"Yes, it was bad," repeated Adams quietly; and then rising to his feet he staggered like a drunken man into his bedroom across the hall. Still wearing his evening clothes he flung himself heavily upon the sofa and fell at once into the profound sleep of acute bodily exhaustion. Two hours later when he awoke to take the coffee which the kindly nurse brought to him, he found that his slumber, instead of refreshing him, had left him sunk in a sluggish melancholy with a clogged and inactive brain.

"She is very quiet now," said the woman, a tall, strong person of middle age, "and strangely enough the spell has hardly weakened her at all—she has had her breakfast and speaks of going out for a little shopping after luncheon."

"Well, that's good news!" exclaimed Adams heartily, as he hastily swallowed his black coffee. Then, holding out his cup to be refilled, he shook his head with the winning humorous smile which was his solitary beauty. "This coffee will have to write two pages in my magazine," he said, "so pour abundantly, if you please."

Sitting there in his dishevelled evening clothes, with his thin, sallow face under his rumpled hair, he made hardly an impressive figure even when viewed in the effulgent light of romance as a devoted husband. There was nothing of the heroic in his appearance; and yet as the nurse looked down upon him she felt something of the curious attraction he had for men like Arnold Kemper or Perry Bridewell—men whose innate principles of life differed so widely from his own. It was impossible to build a sentimental fiction about him, she thought—he had no place among the broad shouldered, athletic gentlemen who bewitched her in the pages of the modern novel—but she recognised, for the first time, as she stood gravely regarding him, that there could be a love founded upon other attributes than these. To be loved as he loved Connie seemed to her at the instant a very beautiful and perfect thing.

"I think you have suffered more from it than your wife has," she observed, as she replaced the cup upon the tray.

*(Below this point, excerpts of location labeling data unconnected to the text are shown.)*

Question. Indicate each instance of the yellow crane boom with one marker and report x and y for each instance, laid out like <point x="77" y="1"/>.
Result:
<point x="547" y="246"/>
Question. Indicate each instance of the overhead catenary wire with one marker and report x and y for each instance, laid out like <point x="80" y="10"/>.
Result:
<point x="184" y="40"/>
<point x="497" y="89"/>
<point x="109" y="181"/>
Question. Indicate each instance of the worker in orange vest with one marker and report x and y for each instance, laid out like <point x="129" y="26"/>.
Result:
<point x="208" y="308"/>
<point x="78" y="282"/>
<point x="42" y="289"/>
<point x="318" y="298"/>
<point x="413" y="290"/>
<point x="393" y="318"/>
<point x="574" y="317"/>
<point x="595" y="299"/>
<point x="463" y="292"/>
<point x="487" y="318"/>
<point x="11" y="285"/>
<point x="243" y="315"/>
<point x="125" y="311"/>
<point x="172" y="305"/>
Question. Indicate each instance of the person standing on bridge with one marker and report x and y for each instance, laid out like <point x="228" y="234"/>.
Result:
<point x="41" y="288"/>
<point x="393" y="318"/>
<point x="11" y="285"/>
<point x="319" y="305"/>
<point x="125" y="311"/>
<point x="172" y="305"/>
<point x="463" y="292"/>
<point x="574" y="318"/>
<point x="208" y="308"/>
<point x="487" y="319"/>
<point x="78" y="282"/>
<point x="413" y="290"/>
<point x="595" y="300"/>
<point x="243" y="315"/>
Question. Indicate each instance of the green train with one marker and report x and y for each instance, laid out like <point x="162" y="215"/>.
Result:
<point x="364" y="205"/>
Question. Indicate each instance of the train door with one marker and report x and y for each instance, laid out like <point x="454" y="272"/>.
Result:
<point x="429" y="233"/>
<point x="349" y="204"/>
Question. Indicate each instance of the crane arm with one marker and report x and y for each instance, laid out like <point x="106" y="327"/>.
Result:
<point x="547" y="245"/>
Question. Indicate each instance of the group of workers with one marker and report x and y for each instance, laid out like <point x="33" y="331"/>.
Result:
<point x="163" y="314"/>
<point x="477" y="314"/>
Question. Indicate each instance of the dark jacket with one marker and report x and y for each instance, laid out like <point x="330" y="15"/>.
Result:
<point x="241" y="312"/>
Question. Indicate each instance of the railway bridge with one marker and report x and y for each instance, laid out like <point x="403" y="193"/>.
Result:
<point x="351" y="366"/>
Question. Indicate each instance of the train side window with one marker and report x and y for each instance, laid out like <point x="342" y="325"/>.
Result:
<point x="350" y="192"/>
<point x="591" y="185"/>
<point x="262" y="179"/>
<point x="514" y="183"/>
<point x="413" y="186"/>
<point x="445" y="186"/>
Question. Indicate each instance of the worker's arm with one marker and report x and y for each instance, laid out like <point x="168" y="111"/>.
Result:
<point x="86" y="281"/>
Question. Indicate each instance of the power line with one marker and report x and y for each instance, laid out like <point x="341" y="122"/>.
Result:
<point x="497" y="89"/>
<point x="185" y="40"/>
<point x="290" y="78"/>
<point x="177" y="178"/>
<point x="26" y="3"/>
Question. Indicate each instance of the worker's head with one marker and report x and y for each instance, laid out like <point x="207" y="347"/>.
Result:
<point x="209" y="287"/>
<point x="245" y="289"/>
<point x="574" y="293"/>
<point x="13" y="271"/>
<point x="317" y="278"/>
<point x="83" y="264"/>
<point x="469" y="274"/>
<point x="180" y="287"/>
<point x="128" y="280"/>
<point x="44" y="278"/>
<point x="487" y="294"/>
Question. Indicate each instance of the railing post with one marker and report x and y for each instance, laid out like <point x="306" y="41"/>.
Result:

Adams broke into his whimsical laugh. "You don't judge fair," he retorted, "wait until I'm washed and in my right clothes again. If there's anything on earth that turns a man into a corpse, it is an evening suit by daylight."

Then, as she went out with the tray, he endeavoured, while he changed his clothes, to pull himself, by an effort of will, into proper shape to meet the day's work before him.

An hour afterward, as he walked through the morning sunlight to his office, he found that his unusual melancholy had vanished before the first breath of fresh air. A sense of detachment—of world-loneliness came over him as he looked at the passing crowd of strangers, but there was no sadness in the feeling, for he felt within himself the source as well as the renewal of his peace. He had never regarded himself as what is called a religious man—it was more than ten years since he had entered a church or heard a sermon—yet in this very relinquishment of self, was there not something of the vital principle, of the quickening germ of all great religions? Though he had never said in his thoughts "I believe this" or "I hold by this creed or that commandment," his nature was essentially one in which the intellect must be supreme either for good or for evil; and in his soul, which had been for so long the battlefield of a spiritual warfare, there had dawned at last that cloudless sunrise of faith in which all lesser creeds are swallowed up and lost. If he had ever attempted to put his religious belief into words, he would probably have said with his unfailing humour that it "sufficed to love his neighbour and to let his God alone."

Now, as he passed rapidly through the humming streets, his thoughts were so anxiously engrossed by Connie's condition that, when his name was uttered presently at his elbow, he started and looked up like one awakening uneasily from a dream. The next moment the air swam before him and he felt his blood rush in a torrent from his heart, for the voice was Laura's, and he discovered when he turned that she was looking up eagerly into his face.

"Nothing short of a meditation on the seven heavens can excuse such absorption of mind," she said.